Theorem 44.1 is an incredibly useful result. It says that we can check independence within a multivariate normal vector by simply calculating a covariance, which is usually much easier.

Here is one fundamental and surprising application. If \(X_1, \dots, X_n\) are i.i.d. normal, then the sample mean \(\bar X\) and the sample variance \(S^2\) are actually independent.

Theorem 44.2 (Independence of the sample mean and variance for normal data) If \(X_1, \dots, X_n\) are i.i.d. \(\text{Normal}(\mu, \sigma^2)\) random variables, then \(\bar X\) and \(S^2\) are independent.

Proof

First, notice that a vector \(\vec X = (X_1, \dots, X_n)\) of i.i.d. normals is multivariate normal because it can be written as \[ \vec X = \sigma \vec Z + \mu \vec 1, \] where \(\vec Z\) is a vector of i.i.d. standard normal random variables and \(\vec 1\) is a vector of ones.

Next, we will consider the \((n+1)\)-dimensional random vector \[ \begin{pmatrix} \bar X \\ X_1 - \bar X \\ X_2 - \bar X \\ \vdots \\ X_n - \bar X \end{pmatrix} = \begin{bmatrix} \rule{2em}{0.5pt}& \frac{\vec 1^\intercal}{n} & \rule{2em}{0.5pt}\\ \\ & I - \frac{\vec 1 \vec 1^\intercal}{n} \\ \\ \\ \end{bmatrix} \begin{pmatrix} X_1 \\ X_2 \\ \vdots \\ X_n \end{pmatrix}, \] which is also multivariate normal by Proposition 44.3.

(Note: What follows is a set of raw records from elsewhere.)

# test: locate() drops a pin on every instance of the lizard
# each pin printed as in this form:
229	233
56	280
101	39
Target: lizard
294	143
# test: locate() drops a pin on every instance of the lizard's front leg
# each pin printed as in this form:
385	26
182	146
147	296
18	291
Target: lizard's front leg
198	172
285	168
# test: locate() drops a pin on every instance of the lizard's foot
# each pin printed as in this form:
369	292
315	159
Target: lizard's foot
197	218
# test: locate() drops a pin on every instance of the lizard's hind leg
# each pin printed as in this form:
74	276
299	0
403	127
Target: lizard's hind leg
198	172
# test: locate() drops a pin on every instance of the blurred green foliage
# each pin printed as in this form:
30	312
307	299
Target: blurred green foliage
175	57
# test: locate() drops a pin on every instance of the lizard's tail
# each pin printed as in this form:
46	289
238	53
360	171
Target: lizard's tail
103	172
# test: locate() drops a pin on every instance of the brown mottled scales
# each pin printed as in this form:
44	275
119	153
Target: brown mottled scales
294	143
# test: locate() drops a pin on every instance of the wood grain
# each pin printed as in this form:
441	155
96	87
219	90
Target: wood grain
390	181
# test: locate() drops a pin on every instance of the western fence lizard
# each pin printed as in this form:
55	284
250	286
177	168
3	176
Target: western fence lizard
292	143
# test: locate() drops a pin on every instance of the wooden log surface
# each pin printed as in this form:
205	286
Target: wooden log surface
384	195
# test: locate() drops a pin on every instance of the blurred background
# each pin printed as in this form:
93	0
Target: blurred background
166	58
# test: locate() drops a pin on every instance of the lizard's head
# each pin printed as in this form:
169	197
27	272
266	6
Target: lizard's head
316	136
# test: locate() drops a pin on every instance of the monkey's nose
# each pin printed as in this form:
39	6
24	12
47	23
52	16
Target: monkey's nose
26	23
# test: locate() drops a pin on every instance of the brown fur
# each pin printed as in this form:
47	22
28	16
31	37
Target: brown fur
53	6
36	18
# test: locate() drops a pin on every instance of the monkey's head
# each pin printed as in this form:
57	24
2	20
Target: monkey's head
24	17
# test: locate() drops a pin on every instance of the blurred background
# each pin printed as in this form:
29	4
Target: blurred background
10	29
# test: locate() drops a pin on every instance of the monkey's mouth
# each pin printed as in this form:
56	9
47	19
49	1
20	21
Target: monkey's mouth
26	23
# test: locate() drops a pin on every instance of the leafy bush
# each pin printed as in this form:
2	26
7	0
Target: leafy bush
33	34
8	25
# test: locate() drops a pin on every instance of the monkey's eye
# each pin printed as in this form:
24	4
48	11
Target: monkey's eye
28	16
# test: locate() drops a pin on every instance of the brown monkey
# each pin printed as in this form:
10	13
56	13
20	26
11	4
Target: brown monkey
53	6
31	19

Note that \(\bar X\) is the first element of this vector, and \(S^2\) depends on the remaining elements. If we can show that the cross-covariance between the first element and the remaining elements is zero, then they must be independent by Theorem 44.1.

\[ \begin{align} \text{Cov}\!\left[ \begin{pmatrix} X_1 - \bar X \\ X_2 - \bar X \\ \vdots \\ X_n - \bar X \end{pmatrix}, \bar X \right] &= \text{Cov}\!\left[ \left(I - \frac{\vec 1 \vec 1^\intercal}{n}\right) \vec X, \frac{\vec 1^\intercal}{n} \vec X \right]\\ &= \left(I - \frac{\vec 1 \vec 1^\intercal}{n}\right) \underbrace{\text{Var}\!\left[ \vec X \right]}_{\sigma^2 I} \frac{\vec 1}{n} \\ &= \sigma^2 \left(\frac{\vec 1}{n}- \frac{\vec 1 \vec 1^\intercal}{n} \frac{\vec 1}{n} \right) \\ &= \vec 0. \end{align} \]

In the second equality above, we used properties of covariance for random vectors (Proposition 43.3).

44.4 Multivariate Central Limit Theorem

The multivariate normal distribution is important in statistics for the same reason the normal distribution is. Just as the normal distribution arises from the sum of i.i.d. random variables by the Central Limit Theorem (Theorem 36.2), the multivariate normal distribution arises from the sum of i.i.d. random vectors.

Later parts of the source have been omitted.